Resources for Contracts & Insurance Coverage That May Be Impacted By the COVID-19 Outbreak
In the wake of the current COVID-19 crisis, businesses have invariably begun to wonder what kind of recourse they might have if they suffer losses or are unable to perform certain contract obligations because of the virus and resulting government mandates impacting access, supply chains and/or customers. While the best course of action will be largely dependent on the specific situation of each individual business, the following are some avenues that may provide protection.
Business Interruption Insurance
Most businesses carry Business Interruption insurance to protect them from economic losses resulting from natural or other disasters. Such insurance is designed to cover income lost as the result of a need to partly or completely close down. However, coverage under most such policies is not triggered unless the insured business has suffered some direct physical loss or damage to insured property. The question which will undoubtedly come to a head as the COVID-19 situation unfolds is whether some of the many circumstances created by this pandemic will qualify as “direct physical loss or damage” to property. Plausible arguments include contamination to physical property caused by COVID-19, perhaps even the entry of an infected individual onto the property. Keep in mind that potential policy exclusions could apply, such as contaminant/pollutant, mold/bacteria, and communicable diseases. Given the wide-ranging impacts of finding coverage under these types of policies, insurers will likely push back vigorously; but the ultimate determination of coverage depends on each policy and each situation and should be analyzed for possible recoveries.
Another component of most Business Interruption policies is “Civil Authority” coverage, which is triggered when business is interrupted because the orders of the “civil authority” (e.g., the government) prohibit access to, or operation of, the insured’s business premises. This coverage also typically requires physical loss or damage to property (although not necessarily to the insured’s own property).
Many policies will provide lower sub-limits for Civil Authority coverage or other “extensions” of basic property insurance coverage, as well as other industry-specific endorsements (such as communicable disease or event cancellation coverage, which are common in restaurant policies). The specific wording of each policy will impact the availability of coverage, and we encourage you to review your policy to see if there are any viable options that may help mitigate the negative impacts caused by COVID-19.
In addition to possible insurance coverage, a number of remedies and defenses may be available if the performance of contract obligations is disrupted due to the virus.
“Force majeure” literally means “superior force,” in French. It is generally defined in the law as an event or effect that the parties could not have anticipated or controlled that makes performance of a party’s contract obligations impossible or impracticable. Standard examples include war, civil unrest, natural disaster, and the unavailability of labor, and can sometimes include pandemic. However, the particular force majeure provision in the parties’ contract is what will ultimately be applied by a court. To the extent such a provision exists in a given contract and can be read to deal with the current situation, a court will look at that specific language to see how the parties agreed to allocate such a risk. Even if a given event is covered by a force majeure provision however, certain obligations may be excluded. For instance, in a commercial lease context it is common for the Force Majeure clause to exclude payments of rents. Again, the contract language will need to be thoroughly reviewed to determine if a defense exists.
Frustration of Purpose
If a force majeure clause is not included in a contract, or if the provision cannot be interpreted to cover the COVID-19 outbreak, the doctrine of frustration of purpose may provide a defense to enforcement. Frustration of purpose may apply where unexpected circumstances arise which undermine the purpose for which the parties entered into the contract. It is not enough that the transaction has simply become less profitable to the affected party or that the affected party has sustained a loss.

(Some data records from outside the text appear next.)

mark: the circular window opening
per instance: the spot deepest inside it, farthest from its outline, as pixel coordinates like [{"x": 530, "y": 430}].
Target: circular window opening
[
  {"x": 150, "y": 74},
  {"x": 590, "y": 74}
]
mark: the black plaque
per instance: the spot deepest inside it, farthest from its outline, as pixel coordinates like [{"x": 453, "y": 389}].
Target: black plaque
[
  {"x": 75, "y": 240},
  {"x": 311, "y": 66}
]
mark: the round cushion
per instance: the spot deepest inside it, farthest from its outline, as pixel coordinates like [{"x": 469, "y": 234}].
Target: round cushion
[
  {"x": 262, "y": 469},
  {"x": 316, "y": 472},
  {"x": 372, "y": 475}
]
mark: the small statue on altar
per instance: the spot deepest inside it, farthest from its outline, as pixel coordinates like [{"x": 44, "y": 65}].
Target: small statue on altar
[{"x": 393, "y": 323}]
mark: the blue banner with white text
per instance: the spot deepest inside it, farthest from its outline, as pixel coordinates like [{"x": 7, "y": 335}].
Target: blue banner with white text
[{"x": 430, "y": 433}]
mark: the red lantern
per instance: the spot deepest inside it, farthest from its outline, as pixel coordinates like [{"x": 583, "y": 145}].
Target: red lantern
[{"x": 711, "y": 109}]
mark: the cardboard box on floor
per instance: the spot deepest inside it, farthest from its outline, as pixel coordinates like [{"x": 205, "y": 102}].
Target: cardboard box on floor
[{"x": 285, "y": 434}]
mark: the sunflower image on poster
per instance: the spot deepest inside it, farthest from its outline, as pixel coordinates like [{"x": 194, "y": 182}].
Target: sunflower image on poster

An example of the application of this doctrine is Weyerhaeuser Real Estate Company v. Stoneway Concrete, Inc., in which the court excused performance of a mining contract due to frustration of purpose where unforeseen legislation passed after the contract was formed which made it impossible for the mining company to receive permits for the project, undermining the purpose for which the parties entered into the contract. No two fact scenarios are identical, and careful consideration of both the contract and the facts are required to determine if frustration of purpose applies.
Impossibility and Impracticability
An additional potential defense to performance is the doctrine of impossibility or impracticability. Similar to frustration of purpose, this doctrine can relieve a party from contractual obligations when the basic purpose of the contract has been destroyed and such destruction makes performance impossible or impractical. An example of the application of this doctrine is Oneal v. Colton Consol. School Dist. No. 306, where the court found impossibility of performance when a teacher entered into a teaching contract with the school district but was unable to perform his duties due to the deterioration of his eyesight.
In summary, the COVID-19 crisis raises a number of issues relating to continued contract performance, insurance coverage, and recovery of potential lost income. The availability of these potential remedies and defenses will be dependent on the specific contracts and facts under which each business operates, and the first step in formulating an approach is a careful review of any applicable contracts or insurance policies.